Some very smart people--Hugh Hewitt is probably the most prominent example-- have made the very dumb mistake of thinking this is a permanent formula for bringing energetic conservatives to the polls.

In fact, they think they've hit the winning solution to permanent partisan control: promise conservatives that they'll enact the conservative agenda ASAP, and promise the center that they will actually do no such thing for the forseeable future.

That is why the "brains" of the GOP are willing to throw about $100 million into Pennsylvania, to elect both Sen. Santorum and Sen. Specter.
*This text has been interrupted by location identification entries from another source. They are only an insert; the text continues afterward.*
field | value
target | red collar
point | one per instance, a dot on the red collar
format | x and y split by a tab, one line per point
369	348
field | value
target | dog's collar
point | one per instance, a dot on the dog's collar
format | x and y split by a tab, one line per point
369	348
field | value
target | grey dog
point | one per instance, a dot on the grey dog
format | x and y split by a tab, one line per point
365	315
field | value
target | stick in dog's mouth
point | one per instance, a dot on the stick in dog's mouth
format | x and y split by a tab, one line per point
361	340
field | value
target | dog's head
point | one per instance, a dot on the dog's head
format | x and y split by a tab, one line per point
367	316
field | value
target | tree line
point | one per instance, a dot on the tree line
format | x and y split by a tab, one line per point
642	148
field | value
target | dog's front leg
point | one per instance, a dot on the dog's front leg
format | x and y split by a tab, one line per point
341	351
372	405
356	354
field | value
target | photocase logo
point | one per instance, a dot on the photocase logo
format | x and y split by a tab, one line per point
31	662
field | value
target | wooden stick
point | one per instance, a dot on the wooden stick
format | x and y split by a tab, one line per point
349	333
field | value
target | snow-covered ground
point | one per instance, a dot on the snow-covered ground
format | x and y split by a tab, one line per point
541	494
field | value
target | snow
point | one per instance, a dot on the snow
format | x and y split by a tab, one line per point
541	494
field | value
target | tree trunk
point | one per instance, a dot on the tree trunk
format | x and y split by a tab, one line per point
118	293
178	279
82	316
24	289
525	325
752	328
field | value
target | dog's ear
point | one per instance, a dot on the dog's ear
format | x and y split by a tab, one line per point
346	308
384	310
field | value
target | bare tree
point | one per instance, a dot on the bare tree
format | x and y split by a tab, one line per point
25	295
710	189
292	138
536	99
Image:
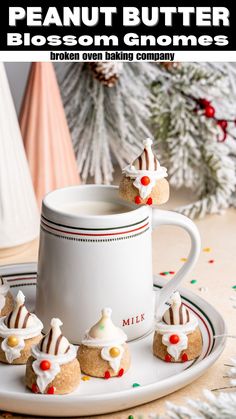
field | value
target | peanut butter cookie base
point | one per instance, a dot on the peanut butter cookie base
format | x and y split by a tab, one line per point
9	305
92	364
160	192
193	351
65	382
25	353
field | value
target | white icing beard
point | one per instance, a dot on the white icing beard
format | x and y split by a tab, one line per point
100	343
3	292
114	362
182	330
26	333
186	328
175	349
46	377
145	190
12	353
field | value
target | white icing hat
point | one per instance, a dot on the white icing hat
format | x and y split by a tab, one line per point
20	317
105	329
54	342
177	313
147	159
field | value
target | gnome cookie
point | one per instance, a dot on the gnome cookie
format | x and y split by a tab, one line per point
177	337
104	352
6	299
18	332
53	367
143	181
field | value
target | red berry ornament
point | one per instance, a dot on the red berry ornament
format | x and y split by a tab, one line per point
223	124
137	200
174	339
209	111
107	375
145	180
45	365
204	102
121	372
184	357
149	201
35	388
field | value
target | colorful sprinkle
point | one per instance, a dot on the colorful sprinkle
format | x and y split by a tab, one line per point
137	200
85	378
203	289
174	339
107	375
145	180
45	365
207	249
121	372
194	281
51	390
184	357
35	388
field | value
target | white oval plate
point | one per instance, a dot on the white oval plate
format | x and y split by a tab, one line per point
97	396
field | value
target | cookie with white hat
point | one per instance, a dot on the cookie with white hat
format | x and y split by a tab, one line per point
6	298
53	367
104	352
177	336
143	181
18	332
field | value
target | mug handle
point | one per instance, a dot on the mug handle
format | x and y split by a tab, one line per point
161	217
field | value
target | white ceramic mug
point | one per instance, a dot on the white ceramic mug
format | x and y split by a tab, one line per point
90	262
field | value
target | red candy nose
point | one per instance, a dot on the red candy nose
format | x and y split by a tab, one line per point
145	180
174	339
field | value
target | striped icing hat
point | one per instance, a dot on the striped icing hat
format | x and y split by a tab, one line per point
147	159
54	342
177	313
20	317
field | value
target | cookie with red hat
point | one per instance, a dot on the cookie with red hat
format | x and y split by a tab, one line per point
53	367
18	332
104	352
144	181
177	336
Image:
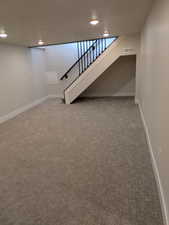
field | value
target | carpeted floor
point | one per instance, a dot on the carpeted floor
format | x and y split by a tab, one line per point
81	164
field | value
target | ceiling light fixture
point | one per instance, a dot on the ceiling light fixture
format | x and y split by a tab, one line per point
106	34
3	35
94	22
40	42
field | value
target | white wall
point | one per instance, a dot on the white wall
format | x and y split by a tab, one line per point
117	80
59	58
153	88
22	77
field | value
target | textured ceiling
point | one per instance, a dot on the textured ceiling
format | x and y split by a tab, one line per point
59	21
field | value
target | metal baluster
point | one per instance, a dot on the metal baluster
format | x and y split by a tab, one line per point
93	51
90	52
87	54
78	56
84	55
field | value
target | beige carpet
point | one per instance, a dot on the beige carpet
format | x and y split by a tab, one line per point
81	164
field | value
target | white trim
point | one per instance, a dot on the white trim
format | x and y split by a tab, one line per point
115	95
155	167
55	96
16	112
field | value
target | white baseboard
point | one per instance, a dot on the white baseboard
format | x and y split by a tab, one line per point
55	96
16	112
155	167
115	95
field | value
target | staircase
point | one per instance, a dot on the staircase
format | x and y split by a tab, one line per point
94	57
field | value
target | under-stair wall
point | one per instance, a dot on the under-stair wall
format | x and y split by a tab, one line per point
121	47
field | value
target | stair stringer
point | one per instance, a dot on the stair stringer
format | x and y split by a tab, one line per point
106	59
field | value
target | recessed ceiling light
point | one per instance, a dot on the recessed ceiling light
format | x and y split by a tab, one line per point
3	35
106	34
40	42
94	22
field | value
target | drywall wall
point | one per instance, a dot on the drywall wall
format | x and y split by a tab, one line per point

The fact that they are each promising to butt heads on policy is literally irrelevant.

The end result is a very sparse record of achievement compared to similar periods when one party had majorities in both chambers and the White House--such as FDR's tenure, for example.

A Hapsburg empress, looking back on the revolts of 1848, said "The country was administered, not governed." I get the same sense that the GOP would rather punt on every issue, than offend any voters--or RINOs-- with a solution. And that is not just a conservative or Republican problem, it is an American problem.

1 comment:

francois said...

Keep in mind though that FDR had bigger majorities to work with.

Republican majorities are so slim that all it takes is a couple of defectors from the more liberal members to scuttle spending control.

Although the REpublicans have a majority, there is not yet a majority that favor spending control. In order to have a good shot at controlling spending, we either need a President willing to use a veto(there are enough anti-spending Republicans to uphold most vetoes), or much bigger majorities(probably on the level of FDR's majorities, 70-30 or so).

It's going to be much easier to take the White House in 2008 and I think John McCain is the most likely guy to veto excessive spending bills.